By Tim Krochak and Moira Warburton
PORTAPIQUE, Nova Scotia (Reuters) – Canadian police on Thursday worked to piece together the timeline of a shooting spree that started in a rural hamlet in the Atlantic province of Nova Scotia and ended 13 hours later when the gunman, who killed 22 people, was shot dead.
Police set up a tip line and on Thursday encouraged people who had information to call.
“Anything you know – no matter how small or insignificant it might seem – could help us piece the puzzle together,” Darren Campbell of the Nova Scotia Royal Canadian Mounted Police (RCMP), said in a statement.
On Saturday night, police could not track down the gunman, 51-year-old Gabriel Wortman, and only picked up his trail the next day after he had gone on to kill more people, including a veteran Mountie, in the worst mass shooting in the country’s history.
Investigators are now analyzing 16 crime scenes and trying to plot Wortman’s movements overnight and during his flight the following morning.
One of the reasons Wortman may have slipped away is that he was driving a vehicle that looked identical to a RCMP cruiser and he was dressed in an RCMP uniform.
Police have yet to determine the gunman’s motive. On Wednesday, the RCMP faced criticism for poor communication with the public to alert them that an active gunman was on the loose.
A recording between a first responder and dispatcher showed confusion on Saturday night as to whether a suspect had been caught, the Canadian Broadcasting Corporation reported on Thursday.
And during the pursuit on Sunday morning, police officers shot at a firehouse where people who left their homes due to the gunman’s rampage had taken refuge.
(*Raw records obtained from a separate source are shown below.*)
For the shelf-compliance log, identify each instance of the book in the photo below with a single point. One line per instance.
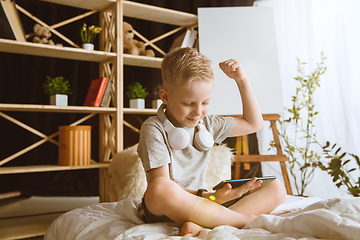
(10, 23)
(96, 92)
(107, 94)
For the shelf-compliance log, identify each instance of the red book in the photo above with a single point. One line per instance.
(96, 92)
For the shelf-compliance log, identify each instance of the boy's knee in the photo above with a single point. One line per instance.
(158, 192)
(279, 190)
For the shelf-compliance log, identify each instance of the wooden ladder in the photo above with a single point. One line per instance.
(242, 153)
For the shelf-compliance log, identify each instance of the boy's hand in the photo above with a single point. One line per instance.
(233, 69)
(228, 193)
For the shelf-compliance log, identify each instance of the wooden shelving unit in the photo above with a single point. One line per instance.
(111, 61)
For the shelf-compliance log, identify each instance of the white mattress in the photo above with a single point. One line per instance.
(337, 218)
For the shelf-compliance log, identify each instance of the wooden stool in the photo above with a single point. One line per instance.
(242, 153)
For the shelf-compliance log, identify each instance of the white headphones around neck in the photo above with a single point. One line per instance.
(179, 138)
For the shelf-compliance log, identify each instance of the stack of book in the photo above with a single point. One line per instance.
(10, 23)
(99, 92)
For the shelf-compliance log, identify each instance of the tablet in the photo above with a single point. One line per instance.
(238, 182)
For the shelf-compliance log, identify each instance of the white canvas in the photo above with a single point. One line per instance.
(246, 34)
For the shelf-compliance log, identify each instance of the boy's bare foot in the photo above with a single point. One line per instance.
(190, 229)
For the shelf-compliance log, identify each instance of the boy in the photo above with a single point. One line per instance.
(176, 176)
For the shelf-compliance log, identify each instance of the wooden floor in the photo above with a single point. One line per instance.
(29, 218)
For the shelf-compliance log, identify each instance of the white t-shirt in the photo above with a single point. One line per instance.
(187, 167)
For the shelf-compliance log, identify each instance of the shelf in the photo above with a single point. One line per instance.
(53, 108)
(137, 10)
(141, 61)
(48, 168)
(28, 48)
(36, 49)
(146, 111)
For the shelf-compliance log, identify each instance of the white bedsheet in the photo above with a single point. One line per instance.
(325, 219)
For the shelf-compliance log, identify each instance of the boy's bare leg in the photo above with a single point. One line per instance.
(262, 201)
(165, 197)
(190, 229)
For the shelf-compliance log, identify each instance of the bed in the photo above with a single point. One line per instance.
(309, 218)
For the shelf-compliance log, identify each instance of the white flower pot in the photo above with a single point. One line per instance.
(156, 103)
(88, 46)
(59, 100)
(137, 103)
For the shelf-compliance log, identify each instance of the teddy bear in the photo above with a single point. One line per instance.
(42, 35)
(133, 46)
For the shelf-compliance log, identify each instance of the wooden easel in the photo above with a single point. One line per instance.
(242, 153)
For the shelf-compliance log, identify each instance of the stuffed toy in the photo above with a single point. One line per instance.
(133, 46)
(42, 35)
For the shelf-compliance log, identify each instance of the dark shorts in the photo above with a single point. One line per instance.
(149, 217)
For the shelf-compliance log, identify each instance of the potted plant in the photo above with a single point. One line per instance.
(137, 94)
(156, 102)
(297, 128)
(88, 35)
(58, 89)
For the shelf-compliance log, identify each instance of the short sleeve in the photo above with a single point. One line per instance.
(219, 126)
(153, 148)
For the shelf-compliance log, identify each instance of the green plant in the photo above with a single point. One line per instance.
(155, 92)
(337, 169)
(57, 85)
(136, 90)
(302, 156)
(88, 34)
(297, 131)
It is not clear why the shots were fired, according to a provincial civilian police watchdog, because the suspect was not in the area.
No one was injured in the police shooting and the incident is under investigation.
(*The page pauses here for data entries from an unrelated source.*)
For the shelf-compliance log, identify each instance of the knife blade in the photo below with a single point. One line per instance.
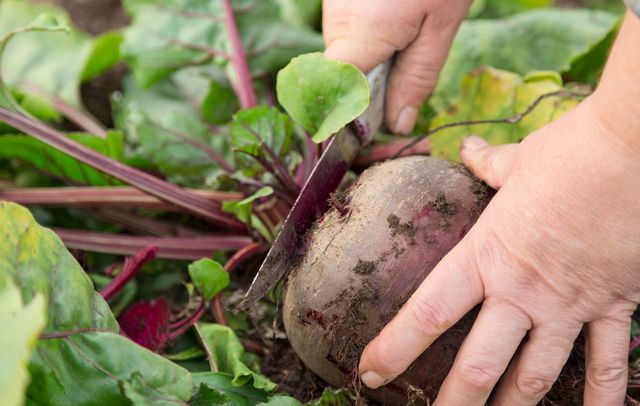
(324, 179)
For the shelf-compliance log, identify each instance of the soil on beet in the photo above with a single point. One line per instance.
(283, 366)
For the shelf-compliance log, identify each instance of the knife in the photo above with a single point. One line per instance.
(324, 179)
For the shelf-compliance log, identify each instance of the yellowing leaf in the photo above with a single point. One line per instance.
(493, 94)
(21, 325)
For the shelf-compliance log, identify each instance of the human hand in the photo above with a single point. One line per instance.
(557, 248)
(367, 32)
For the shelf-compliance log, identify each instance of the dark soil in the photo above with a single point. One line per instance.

After three Mounties were killed and two were severely wounded by a gunman in Moncton, New Brunswick, in 2014, the RCMP commissioned an independent review to determine how the situation could have been better managed.
The review recommended the RCMP examine how supervisors are trained to command in critical situations and to enhance training. In 2017, the RCMP said the recommendations had been implemented.
Brian Sauve, president of the National Police Federation, said there still is not enough training.
“One of the challenges in our organization has always been finding the time to do that training, because we’re so short staffed we can’t even afford to have people go on training,” Sauve said.